1 research outputs found
Monitoring Electron Spin Fluctuations with Paramagnetic Relaxation Enhancement
The magnetic interactions between the spin of an unpaired electron and the
surrounding nuclear spins can be exploited to gain structural information, to
reduce nuclear relaxation times as well as to create nuclear hyperpolarization
via dynamic nuclear polarization (DNP). A central aspect that determines how
these interactions manifest from the point of view of NMR is the timescale of
the fluctuations of the magnetic moment of the electron spins.

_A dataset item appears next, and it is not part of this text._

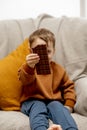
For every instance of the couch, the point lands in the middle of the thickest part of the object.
(71, 53)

These
fluctuations, however, are elusive, particularly when electron relaxation times
are short or interactions among electronic spins are strong. Here we map the
fluctuations by analyzing the ratio between longitudinal and transverse nuclear
relaxation times T1 and T2, a quantity which depends uniquely on the rate of
the electron fluctuations and the Larmor frequency of the involved nuclei. This
analysis enables rationalizing the evolution of NMR lineshapes, signal
quenching as well as DNP enhancements as a function of the concentration of the
paramagnetic species and the temperature, demonstrated here for LiMgMnPO4 and
Fe(3+) doped Li4Ti5O12, respectively. For the latter, we observe a linear
dependence of the DNP enhancement and the electron relaxation time within a
temperature range between 100 and 300K